# Linux java comm api, bekomm es nicht hin!



## RadeonX (24. Juli 2006)

hallo leute,
Mein System Suse linux 10.1 und java 1.5.
ich bin echt am ende. Würd gern die comm api zum laufen zu bringen aber es geht einfach nicht.
Hab mir das RxTX Packet gezocken und alles in die richtigen Ordner kopiert............nun wollte ich es mit unter Eclipse ein Bsp testen aber immer gleich gleiche mist.


javax.comm:  Can't find javax.comm.properties!

java.io.IOException: javax.comm: platform driver class name = null
                     (Check 'driver' property in javax.comm.properties)

	at javax.comm.CommPortIdentifier.loadDriver(CommPortIdentifier.java:244)
	at javax.comm.CommPortIdentifier.<clinit>(CommPortIdentifier.java:109)
	at SerialDemo$ConfigurationPanel.listPortChoices(SerialDemo.java:611)
	at SerialDemo$ConfigurationPanel.<init>(SerialDemo.java:488)
	at SerialDemo.<init>(SerialDemo.java:134)
	at SerialDemo.main(SerialDemo.java:81)
Exception in thread "main" java.lang.UnsatisfiedLinkError: isSessionActive
	at com.sun.comm.SunrayInfo.isSessionActive(Native Method)
	at com.sun.comm.Portmapping.registerCommPorts(Portmapping.java:155)
	at com.sun.comm.Portmapping.refreshPortDatabase(Portmapping.java:100)
	at javax.comm.CommPortIdentifier.<clinit>(CommPortIdentifier.java:138)
	at SerialDemo$ConfigurationPanel.listPortChoices(SerialDemo.java:611)
	at SerialDemo$ConfigurationPanel.<init>(SerialDemo.java:488)
	at SerialDemo.<init>(SerialDemo.java:134)
	at SerialDemo.main(SerialDemo.java:81)

Wobei die neues version von Rxtx die javax.comm.properties nicht mehr braucht.
Hat es jemand mal zum laufen bekommen? wenn ja biite um hilfe das ist echt nervig.............

gruss und vielen dank


----------



## RadeonX (29. Juli 2006)

hmm wirklich keiner Erfahrung mit?

na ja schade auch..................


----------



## Thomas Darimont (29. Juli 2006)

Hallo!



> javax.comm:  Can't find javax.comm.properties!


Du solltest die Datei javax.comm.properties auch in ein Verzeichnis legen, dass im Classpath drin steht...



> Exception in thread "main" java.lang.UnsatisfiedLinkError: isSessionActive


...lässt darauf schließen dass die native Bibliothek (unter Linux xxxxx.so) nicht gefunden werden kann.

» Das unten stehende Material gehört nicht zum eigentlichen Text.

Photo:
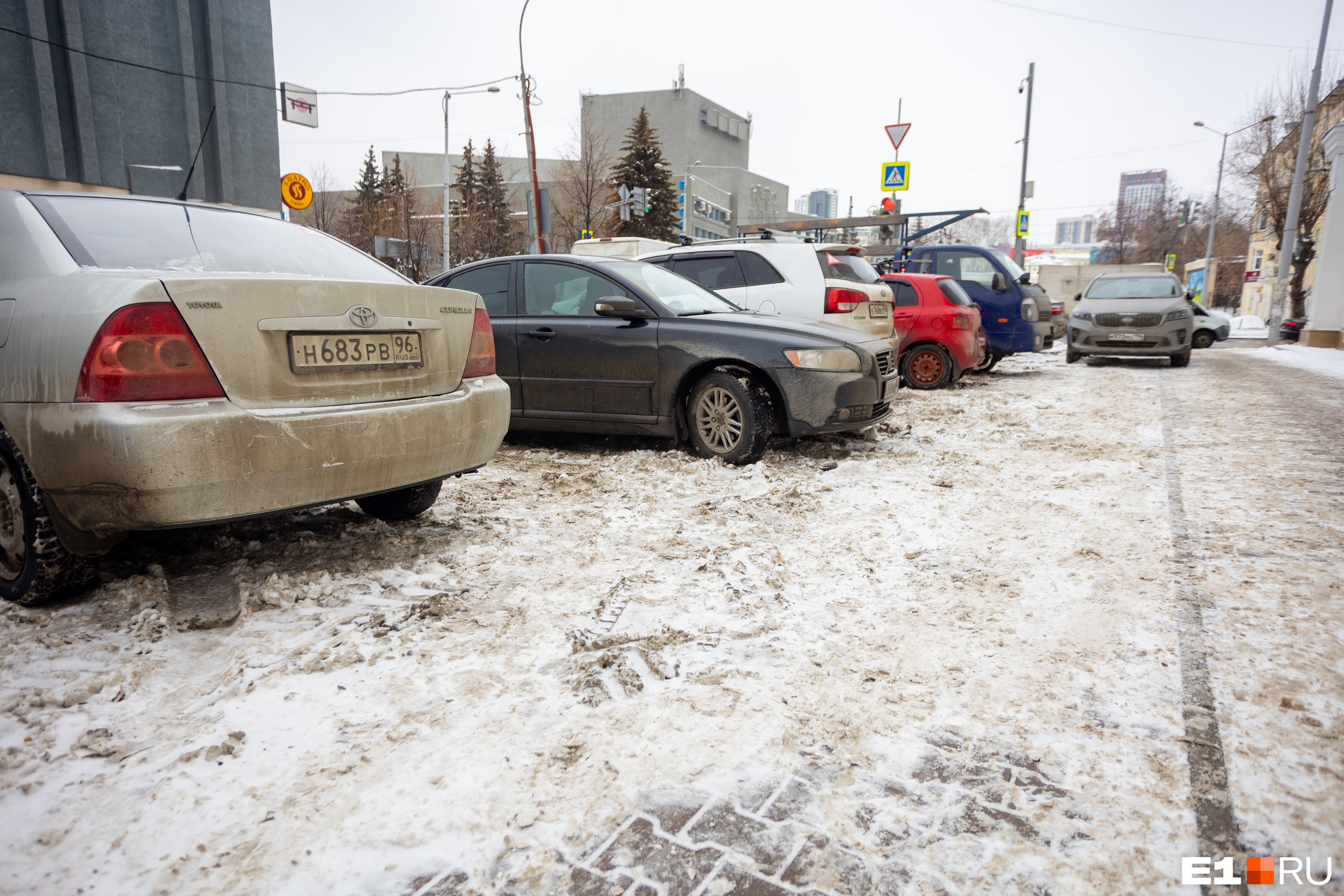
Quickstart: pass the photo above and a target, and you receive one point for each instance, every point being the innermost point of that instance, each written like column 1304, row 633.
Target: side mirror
column 619, row 307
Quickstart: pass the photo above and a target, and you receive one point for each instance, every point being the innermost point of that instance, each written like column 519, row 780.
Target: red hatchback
column 939, row 327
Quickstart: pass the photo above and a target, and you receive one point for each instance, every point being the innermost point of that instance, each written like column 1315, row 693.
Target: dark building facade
column 73, row 121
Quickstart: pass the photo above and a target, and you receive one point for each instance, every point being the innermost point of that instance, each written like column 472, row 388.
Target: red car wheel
column 926, row 367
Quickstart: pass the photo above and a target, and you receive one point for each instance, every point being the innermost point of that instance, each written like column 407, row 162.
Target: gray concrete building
column 73, row 121
column 709, row 151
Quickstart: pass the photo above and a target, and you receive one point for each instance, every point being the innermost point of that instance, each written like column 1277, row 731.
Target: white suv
column 830, row 283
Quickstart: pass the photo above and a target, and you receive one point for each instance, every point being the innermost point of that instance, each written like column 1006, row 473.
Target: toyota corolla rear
column 190, row 365
column 857, row 296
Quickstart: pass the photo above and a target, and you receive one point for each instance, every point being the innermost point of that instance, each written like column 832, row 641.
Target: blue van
column 1015, row 315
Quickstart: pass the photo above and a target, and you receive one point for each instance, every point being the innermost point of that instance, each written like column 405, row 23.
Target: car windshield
column 842, row 265
column 1133, row 288
column 136, row 234
column 676, row 292
column 1007, row 264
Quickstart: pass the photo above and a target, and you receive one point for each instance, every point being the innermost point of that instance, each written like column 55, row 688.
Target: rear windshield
column 135, row 234
column 1133, row 288
column 955, row 293
column 840, row 265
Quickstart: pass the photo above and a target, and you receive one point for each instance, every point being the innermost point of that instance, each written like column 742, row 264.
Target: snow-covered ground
column 949, row 664
column 1320, row 361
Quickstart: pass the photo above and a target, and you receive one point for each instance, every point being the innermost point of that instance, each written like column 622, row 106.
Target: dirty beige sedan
column 168, row 365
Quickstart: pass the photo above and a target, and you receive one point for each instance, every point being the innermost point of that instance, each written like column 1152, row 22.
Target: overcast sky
column 820, row 82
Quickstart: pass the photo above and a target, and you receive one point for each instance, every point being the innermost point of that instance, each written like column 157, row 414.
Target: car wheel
column 926, row 367
column 402, row 504
column 34, row 564
column 730, row 420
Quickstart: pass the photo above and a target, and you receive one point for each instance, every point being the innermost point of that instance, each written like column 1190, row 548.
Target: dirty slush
column 949, row 664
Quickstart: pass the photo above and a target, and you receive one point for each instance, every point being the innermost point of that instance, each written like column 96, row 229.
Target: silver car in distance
column 1132, row 315
column 168, row 365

Füg den Pfad zu der entsprechenden RXTXxxxxx.so Bibliothek zur Umgebungsvariable LD_LIBRARY_PATH hinzu.

Weiterhin solltest du darauf achten, dass du unter Linux die COM Ports nur dann verwenden kannst wenn der User unterdem der Java Prozess läuft die entsprechenden Zugriffsrechte darauf hat UND kein anderes Programm (Daemon) derzeit die COM-Ports für sich beansprucht/benutzt oder explizit sperrt.

Gruß Tom


----------



## RadeonX (29. Juli 2006)

hi Thomas,
erstmal besten dank für eine antwort.
Die javax.comm.properties ist meine aktuelen java sdk path.........................also verstehe ich schon mal nicht warum er es nicht  gefunden wird, obwohl es da ist.

Das mit der Umgebungsvariable LD_LIBRARY_PATH werd ich naher mal versuchen.
gruss


----------